# Bench Top Mill - No Information



## grassgd (Mar 21, 2015)

I just acquired a bench top mini-mill but cannot find any markings or information about it.  I will try to attach pictures in hope someone can help identify the mill or any information about it.  It is very small and seems complete except for the motor and table looks to be homemade and not original.


----------



## davidh (Mar 21, 2015)

not a clue, but its a cute little addition to a shop. it  looks more like something for wood work.  i'll be watching. . . . .


----------



## Smithdoor (Mar 21, 2015)

Looks gear for a small mill

Some can take and make more mills or kits

Dave


----------



## rrjohnso2000 (Mar 21, 2015)

Ha you got that. I missed that by moments. I don't feel so bad now knowing you are on the board. 

Please post any info you might find.
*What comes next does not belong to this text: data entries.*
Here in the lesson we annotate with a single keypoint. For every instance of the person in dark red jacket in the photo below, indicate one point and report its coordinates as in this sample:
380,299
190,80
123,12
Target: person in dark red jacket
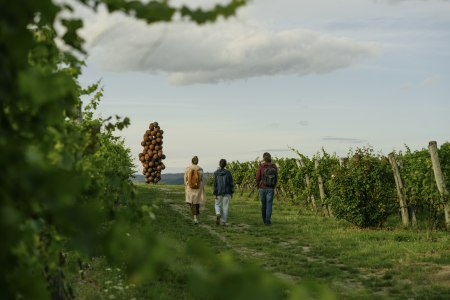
266,179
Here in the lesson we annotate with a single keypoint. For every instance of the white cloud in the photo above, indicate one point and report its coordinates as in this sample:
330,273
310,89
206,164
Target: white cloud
224,51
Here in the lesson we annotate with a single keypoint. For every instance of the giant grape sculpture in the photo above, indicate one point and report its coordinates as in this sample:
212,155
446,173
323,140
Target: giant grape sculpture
152,154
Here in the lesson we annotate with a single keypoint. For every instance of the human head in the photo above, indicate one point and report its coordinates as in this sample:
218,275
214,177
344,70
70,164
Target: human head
222,163
267,157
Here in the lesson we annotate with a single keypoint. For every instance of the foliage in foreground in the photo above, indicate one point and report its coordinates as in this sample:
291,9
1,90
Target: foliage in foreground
62,178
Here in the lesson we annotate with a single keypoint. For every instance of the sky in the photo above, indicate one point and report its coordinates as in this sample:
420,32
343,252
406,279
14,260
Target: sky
307,75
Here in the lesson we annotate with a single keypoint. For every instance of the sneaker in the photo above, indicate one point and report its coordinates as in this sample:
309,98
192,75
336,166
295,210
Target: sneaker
217,220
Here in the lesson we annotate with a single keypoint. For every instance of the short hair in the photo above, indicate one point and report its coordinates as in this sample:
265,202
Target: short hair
223,163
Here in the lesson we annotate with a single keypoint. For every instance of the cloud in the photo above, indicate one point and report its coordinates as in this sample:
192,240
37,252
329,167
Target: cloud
225,51
400,1
343,139
431,81
303,123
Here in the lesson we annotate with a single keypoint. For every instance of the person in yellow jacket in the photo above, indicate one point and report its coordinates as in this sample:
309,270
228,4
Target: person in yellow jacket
194,188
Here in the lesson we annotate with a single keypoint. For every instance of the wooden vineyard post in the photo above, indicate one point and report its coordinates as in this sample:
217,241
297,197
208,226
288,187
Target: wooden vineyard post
325,208
310,198
432,148
400,190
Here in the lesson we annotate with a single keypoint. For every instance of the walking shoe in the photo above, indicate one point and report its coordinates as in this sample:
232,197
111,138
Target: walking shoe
217,220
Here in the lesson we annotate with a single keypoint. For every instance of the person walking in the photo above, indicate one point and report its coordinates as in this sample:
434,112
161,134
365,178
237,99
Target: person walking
194,188
223,192
266,180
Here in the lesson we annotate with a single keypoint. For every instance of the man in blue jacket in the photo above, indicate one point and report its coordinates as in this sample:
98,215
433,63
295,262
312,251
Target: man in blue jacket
223,191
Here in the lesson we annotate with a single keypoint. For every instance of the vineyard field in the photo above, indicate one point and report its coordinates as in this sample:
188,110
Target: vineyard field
311,255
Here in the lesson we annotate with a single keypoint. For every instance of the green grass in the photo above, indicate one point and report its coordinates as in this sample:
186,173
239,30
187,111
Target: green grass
299,247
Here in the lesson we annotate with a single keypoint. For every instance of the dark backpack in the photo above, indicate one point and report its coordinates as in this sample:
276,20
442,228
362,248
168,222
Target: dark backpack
194,179
269,176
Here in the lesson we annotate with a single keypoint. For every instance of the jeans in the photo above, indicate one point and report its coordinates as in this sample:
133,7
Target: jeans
266,197
221,204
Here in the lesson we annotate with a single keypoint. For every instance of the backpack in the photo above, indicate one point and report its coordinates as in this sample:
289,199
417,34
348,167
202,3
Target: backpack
194,179
269,176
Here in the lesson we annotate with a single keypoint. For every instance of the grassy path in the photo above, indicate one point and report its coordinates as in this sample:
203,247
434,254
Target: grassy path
355,263
299,247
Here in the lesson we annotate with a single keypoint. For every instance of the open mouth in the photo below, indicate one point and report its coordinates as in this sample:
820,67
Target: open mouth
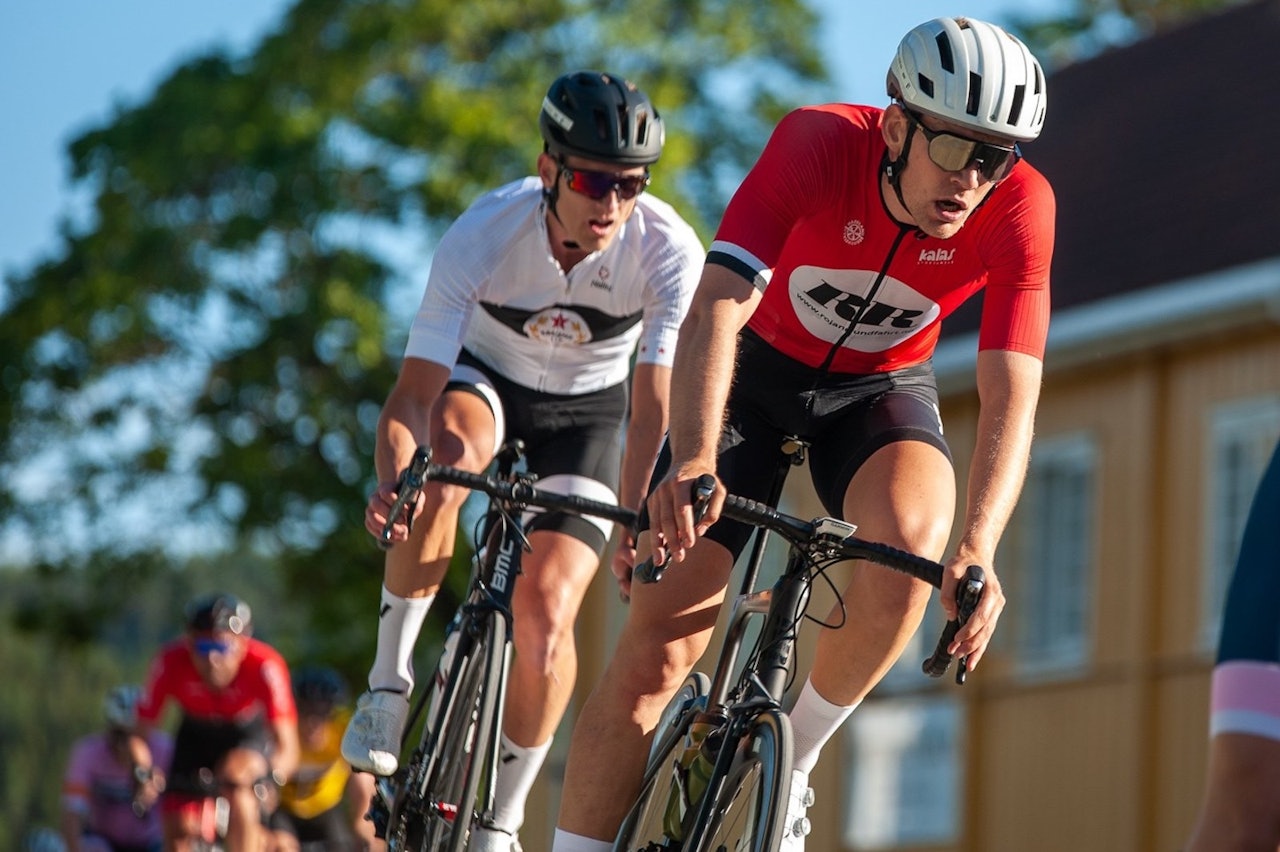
950,210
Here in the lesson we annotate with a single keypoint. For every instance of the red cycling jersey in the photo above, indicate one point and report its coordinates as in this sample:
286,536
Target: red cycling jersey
261,686
810,220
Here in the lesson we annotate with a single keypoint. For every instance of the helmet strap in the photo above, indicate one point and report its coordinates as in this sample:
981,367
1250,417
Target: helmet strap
551,195
894,170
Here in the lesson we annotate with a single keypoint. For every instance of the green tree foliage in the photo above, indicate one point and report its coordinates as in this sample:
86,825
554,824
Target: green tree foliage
200,366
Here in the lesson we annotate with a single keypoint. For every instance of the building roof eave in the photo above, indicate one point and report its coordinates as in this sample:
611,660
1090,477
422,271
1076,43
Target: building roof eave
1151,317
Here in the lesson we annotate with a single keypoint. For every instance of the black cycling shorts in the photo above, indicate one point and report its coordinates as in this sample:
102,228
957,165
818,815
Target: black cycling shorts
1251,621
202,743
842,417
572,443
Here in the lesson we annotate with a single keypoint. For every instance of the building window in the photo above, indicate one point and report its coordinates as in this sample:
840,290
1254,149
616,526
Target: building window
1240,439
904,773
1054,554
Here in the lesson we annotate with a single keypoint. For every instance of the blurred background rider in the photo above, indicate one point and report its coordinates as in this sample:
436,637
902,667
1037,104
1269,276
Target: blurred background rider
113,781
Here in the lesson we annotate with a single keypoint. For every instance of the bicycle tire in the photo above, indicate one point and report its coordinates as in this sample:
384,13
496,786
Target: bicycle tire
750,810
464,743
644,827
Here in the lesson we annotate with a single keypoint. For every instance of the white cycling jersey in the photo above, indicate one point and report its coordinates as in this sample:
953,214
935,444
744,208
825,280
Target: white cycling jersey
496,289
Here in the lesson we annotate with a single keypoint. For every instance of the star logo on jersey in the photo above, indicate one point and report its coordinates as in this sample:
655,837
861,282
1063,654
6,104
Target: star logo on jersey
602,280
854,232
558,325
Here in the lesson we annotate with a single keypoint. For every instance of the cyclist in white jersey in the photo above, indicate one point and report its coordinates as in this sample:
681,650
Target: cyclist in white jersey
538,298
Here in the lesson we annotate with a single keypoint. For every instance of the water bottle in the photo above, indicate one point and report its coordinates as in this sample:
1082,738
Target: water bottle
693,770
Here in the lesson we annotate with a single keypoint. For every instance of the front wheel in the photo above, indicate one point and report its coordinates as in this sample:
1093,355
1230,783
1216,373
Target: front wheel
750,810
440,821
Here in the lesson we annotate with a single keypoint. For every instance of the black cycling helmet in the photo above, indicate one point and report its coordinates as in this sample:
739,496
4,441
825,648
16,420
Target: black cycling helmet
318,690
219,612
600,117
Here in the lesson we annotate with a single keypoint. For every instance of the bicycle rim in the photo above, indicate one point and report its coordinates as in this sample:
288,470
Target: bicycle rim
750,810
661,804
452,779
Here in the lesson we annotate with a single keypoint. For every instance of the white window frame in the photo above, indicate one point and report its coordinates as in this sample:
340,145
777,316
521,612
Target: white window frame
1240,436
1055,557
903,766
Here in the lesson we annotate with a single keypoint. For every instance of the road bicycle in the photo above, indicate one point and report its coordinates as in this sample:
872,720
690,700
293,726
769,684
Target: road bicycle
209,797
446,786
718,774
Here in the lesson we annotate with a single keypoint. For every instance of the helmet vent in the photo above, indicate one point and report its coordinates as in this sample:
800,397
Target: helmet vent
945,58
974,94
1015,108
641,127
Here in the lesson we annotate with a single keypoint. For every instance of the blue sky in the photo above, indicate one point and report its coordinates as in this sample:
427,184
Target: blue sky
65,64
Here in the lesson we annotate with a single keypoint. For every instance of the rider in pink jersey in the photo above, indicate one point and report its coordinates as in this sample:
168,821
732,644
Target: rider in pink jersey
113,781
856,232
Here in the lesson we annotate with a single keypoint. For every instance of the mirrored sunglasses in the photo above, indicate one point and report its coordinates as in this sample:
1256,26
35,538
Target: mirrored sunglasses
598,184
952,152
206,646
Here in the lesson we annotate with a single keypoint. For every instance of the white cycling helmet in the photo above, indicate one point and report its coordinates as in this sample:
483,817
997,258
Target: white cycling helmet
120,706
970,73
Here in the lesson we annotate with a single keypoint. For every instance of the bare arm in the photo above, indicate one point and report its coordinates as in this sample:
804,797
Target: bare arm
403,425
700,380
650,390
1008,392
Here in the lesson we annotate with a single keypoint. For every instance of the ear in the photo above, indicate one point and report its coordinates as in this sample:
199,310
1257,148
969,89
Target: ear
894,127
548,169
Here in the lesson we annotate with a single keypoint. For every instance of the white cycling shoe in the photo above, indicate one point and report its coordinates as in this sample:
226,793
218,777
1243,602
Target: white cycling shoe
373,737
795,825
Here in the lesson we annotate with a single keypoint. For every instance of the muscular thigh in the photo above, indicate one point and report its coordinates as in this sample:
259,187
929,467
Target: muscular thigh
845,418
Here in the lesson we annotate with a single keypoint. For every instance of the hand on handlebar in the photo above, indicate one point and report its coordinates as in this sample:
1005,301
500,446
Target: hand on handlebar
672,517
974,635
394,505
704,490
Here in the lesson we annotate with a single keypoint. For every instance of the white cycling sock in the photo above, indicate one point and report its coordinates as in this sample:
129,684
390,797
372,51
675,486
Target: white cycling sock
566,842
398,623
814,720
516,775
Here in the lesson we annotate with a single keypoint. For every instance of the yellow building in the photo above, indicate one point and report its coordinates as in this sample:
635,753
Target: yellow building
1086,725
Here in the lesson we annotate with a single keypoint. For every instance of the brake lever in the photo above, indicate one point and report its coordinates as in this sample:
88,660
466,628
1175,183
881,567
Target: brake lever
704,486
968,595
408,488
English casting kit springs to mind.


----------



## grassgd (Mar 22, 2015)

First step is to figure out what size motor to mate it with.  Since it is apparently for light duty, I am guessing something like a 1/4 hp at 1725 rpm with 4 step pulley pair to get spindle speeds of 563,  1380, 2156 and 3450 rpm for use with 1/4" dia HSS cutters.  This should work for low carbon steel, aluminum, brass and bronze materials.  I don't have any experience with a mill outside of doing some attempts on my 17" Delta drill press on plastic and aluminum  which worked but not really good.


----------



## grassgd (Mar 23, 2015)

Doing more research and I still cannot find anything on this mill so far.  Apparently it uses a Jacobs Rubber Flex Collet.  I had one of these in some other stuff from my fathers machine shop and never knew what it was until I got this mill.


----------



## grassgd (Apr 5, 2015)

Someone told me this may be a mica undercutter for electric armatures.  It looks similar to these type of machines and very well be one.  I still intend on trying it out as a light duty mill for plastic and aluminum work once I figure out the best way to mount a motor to it.  Complication is the milling head can turn 90 degrees so the motor would need to pivot with  the milling head.


----------